Usain Bolt feeling heat from Yohan Blake
In the 100, it was the start. In the 200, it was the curve.
Safe to say Usain Bolt has plenty to work on and not much time to do it — and that's before he even starts thinking about the man who kept beating him at the Jamaican Olympic trials, Yohan Blake.
When Bolt awoke Monday morning, there were 33 days until the start of the 100-metre sprints at the London Olympics, where the British sports books list him at 4-6 to win — still a favourite to earn the "living legend" status he seeks at the upcoming games but a much less prohibitive one than he was before trials began.
"I never train for one person," Bolt said. "Everyone is talking about Yohan Blake and he is proving himself as one of the greatest. But for me, it's going back to training, getting back to work to and getting done what I've got to get done."
If Bolt does get things back on track, will that be enough? Great question.
In the 200, the smart money would say yes, at least if Sunday's performances are any gauge. Blake won in 19.80 seconds into a slight headwind — not all that impressive a time for a man who has run 19.26. Bolt, of course, holds the world record at 19.19. He ran 19.83.
"They ran 19.8. That's the world-record holder who ran 19.1 and the second fastest man in history who ran 19.2," said Wallace Spearmon, who won U.S. trials Sunday in 19.82. "Honestly, I figured they'd run about 19.5 or 19.6 today. [That] caught me off guard a little. Not a bad thing, but I didn't know."
In the 100, however, things appear less certain, even if Bolt does bring his game up a notch.
Before Friday, Blake had never run faster than 9.82. On Friday, he finished in 9.75 — the eighth-fastest time ever. He won by .11 seconds and there was a significant amount of daylight between Blake and Bolt at the finish line.
The World's Fastest Man is no stranger to bad starts — he was in the back of the field coming out of the blocks when he set the world record at the Olympics — but he has almost always been able to make up the ground. The rare exceptions: a loss to Tyson Gay during a 2010 season in which Bolt was at less than 100 per cent, and this latest setback against Blake.

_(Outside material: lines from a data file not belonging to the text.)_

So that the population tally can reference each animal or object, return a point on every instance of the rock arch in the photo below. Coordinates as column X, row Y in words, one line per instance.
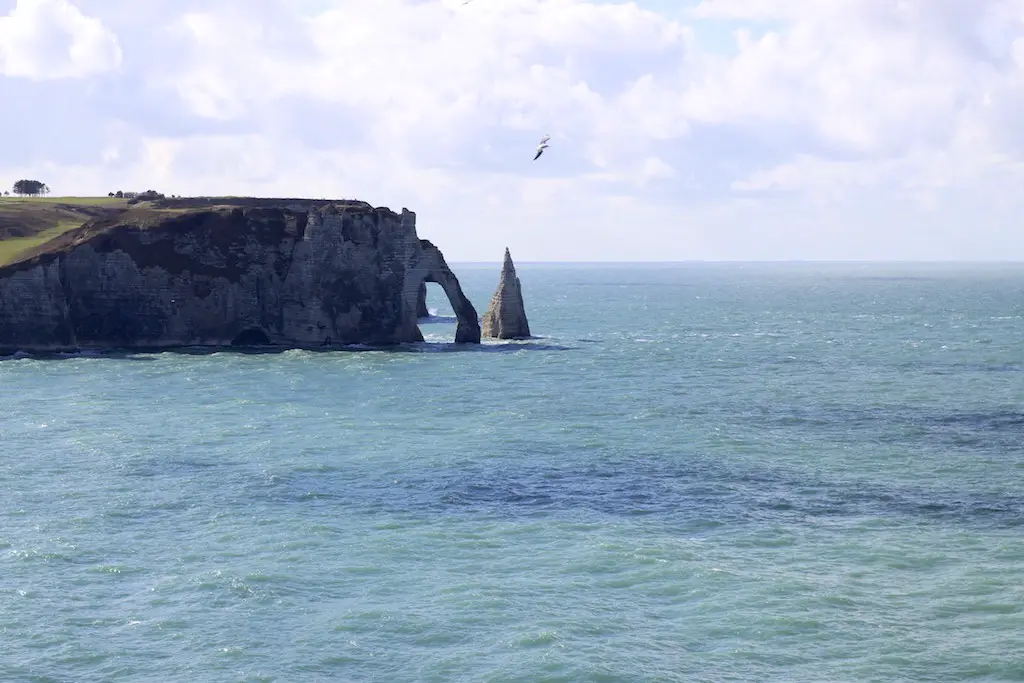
column 251, row 336
column 432, row 268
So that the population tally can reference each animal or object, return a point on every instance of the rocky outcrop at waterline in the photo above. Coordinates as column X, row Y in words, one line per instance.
column 506, row 316
column 290, row 273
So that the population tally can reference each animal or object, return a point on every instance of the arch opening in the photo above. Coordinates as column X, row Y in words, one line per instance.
column 435, row 314
column 251, row 337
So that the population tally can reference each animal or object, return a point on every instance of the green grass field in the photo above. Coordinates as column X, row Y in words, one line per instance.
column 28, row 222
column 10, row 248
column 72, row 201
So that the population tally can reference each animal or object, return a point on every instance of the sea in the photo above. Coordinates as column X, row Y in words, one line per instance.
column 704, row 472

"We'll discover what the problem is," coach Glen Mills said. "At 6-5, he's not going to be the fastest starter in the world. He doesn't have to be the first one out of the blocks to win."
Yet in an interview he was doing in a different corner of the stadium, Bolt was talking about how he'd actually been working more lately on the 100, which is why his curve in the 200 was so lackluster.
"But I can't blame it on that," he said.
The reason he became the greatest to ever run the longer race is because of the line he has learned to take on that curve. He negotiates it so well that Blake is known to stop what he's doing when they're practicing together just to take a look.
On Sunday, Bolt wobbled around the bend, and by the time he hit the straightaway, he had ground to make up. He chipped away over the last 50 metres, but when he looked to his left as he approached the finish, he grimaced. Blake beat him to the line. Again.
"I'm not surprised, because I was working real hard," Blake said of his back-to-back wins. "And I know Usain will work hard as ever. It's up to me to keep working hard and keep my form going into the Olympics."
From what little the world knows about Blake, who is just emerging as a star, there's not much doubt that he'll keep his head low and stay with the work.
Bolt is a better-known quantity. Since he burst onto the scene with his three world records and three gold medals in Beijing — 100, 200, 400 relay — one of the story lines surrounding Bolt is that he can do the hard work when necessary, but doesn't really embrace it.
Two losses in three nights have shocked him out of that mode. While trying not to act panicky about the setbacks, he conceded that he now has something altogether new to prove: that he's as good a chaser as he was a front-runner.
He'll have a warmup race of sorts at a Diamond League meet in Monaco on July 20, where he's scheduled to run in the 200. Then, it's London calling.
"I'm the Olympic champion," Bolt said. "I have to show the world I'm the best. I can come back. It's not like I was blown away or anything. So now, I know what I need to do to get it right."